Carriage drivers regale French Quarter tourists nightly with phantasmagoric tales of black magic, debauchery and murder.

Visitors stroll around the legendary cemeteries, known as “Cities of the Dead,” and enjoy picnic lunches amid grand but crumbling tombs that look like something from the fevered mind of Edgar Allan Poe.

In recent days, New Orleans has been riveted by an all-too-true tale of tragedy: A man chopped up his girlfriend and cooked her head and legs in a French Quarter garret above a voodoo temple this month before leaping to his death.

It is one of the ghastliest cases ever in a city drawn to the morbid.

In just about any other city, the spot where such horror took place might lie empty for years, regarded as cursed.
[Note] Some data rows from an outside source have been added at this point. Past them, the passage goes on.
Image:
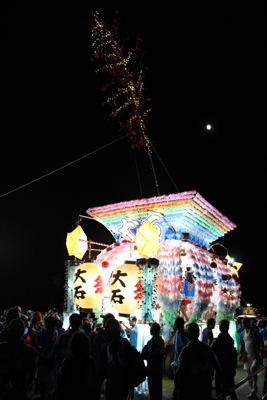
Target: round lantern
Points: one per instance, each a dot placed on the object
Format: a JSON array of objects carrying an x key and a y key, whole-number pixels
[
  {"x": 125, "y": 288},
  {"x": 88, "y": 287}
]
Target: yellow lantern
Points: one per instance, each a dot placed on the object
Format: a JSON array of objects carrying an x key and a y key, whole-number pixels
[
  {"x": 125, "y": 288},
  {"x": 77, "y": 242},
  {"x": 235, "y": 266},
  {"x": 88, "y": 287},
  {"x": 147, "y": 241}
]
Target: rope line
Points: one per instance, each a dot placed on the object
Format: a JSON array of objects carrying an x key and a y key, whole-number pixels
[
  {"x": 59, "y": 169},
  {"x": 164, "y": 167}
]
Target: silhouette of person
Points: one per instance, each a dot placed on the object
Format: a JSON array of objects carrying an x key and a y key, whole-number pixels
[
  {"x": 192, "y": 379},
  {"x": 61, "y": 348},
  {"x": 77, "y": 374},
  {"x": 222, "y": 347},
  {"x": 153, "y": 352}
]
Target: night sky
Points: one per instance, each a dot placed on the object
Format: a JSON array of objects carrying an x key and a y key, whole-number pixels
[{"x": 207, "y": 65}]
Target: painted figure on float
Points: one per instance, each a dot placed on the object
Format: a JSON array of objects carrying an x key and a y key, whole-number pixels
[{"x": 160, "y": 265}]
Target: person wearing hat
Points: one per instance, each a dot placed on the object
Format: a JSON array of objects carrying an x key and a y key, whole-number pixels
[
  {"x": 132, "y": 330},
  {"x": 192, "y": 379}
]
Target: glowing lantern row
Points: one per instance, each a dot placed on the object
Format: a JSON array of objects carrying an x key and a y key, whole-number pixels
[
  {"x": 125, "y": 288},
  {"x": 88, "y": 285},
  {"x": 147, "y": 241}
]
But Midge Jones, a cemetery guide and enthusiast of the 19th-century voodoo queen Marie Laveau, said he has already inquired about renting the one-bedroom 1829 apartment, still cordoned off as a crime scene.

“As long as it is cleaned up and painted, and (has) a new gas stove, I’ve got no problem with it,” the 64-year-old said.

According to police, Zackery Bowen, 28, strangled and dismembered 30-year-old Adriane “Addie” Hall on Oct. 5. Eleven days later, Bowen jumped to his death from a hotel roof with a suicide note in his pocket telling police about the killing. Police found Hall’s charred head in a pot, her arms and legs in the oven and her torso in the refrigerator.

For days, French Quarter residents have seemed unable to talk of anything else, in large part because the couple were so familiar.

They partied on Mardi Gras, drank at the best watering holes and knew every colorful character in the Quarter.

“Everybody seems to have known them one way or another,” said Amy O’Neal, while tending bar at a nightspot that sells absinthe and Transylvanian wine. “Everybody knows your business. The French Quarter is a small place.”

Bowen and Hall apparently got together the night Hurricane Katrina hit in August 2005, when Hall gave Bowen refuge in her French Quarter apartment. They defied the mayor’s order to evacuate, and fell in love. Bowen delivered groceries and meals by bicycle; Hall was described by friends as a poet and dancer, and worked in bars.

There is no suggestion the slaying had anything to do with voodoo. But some guides are already dropping the story into their yarns.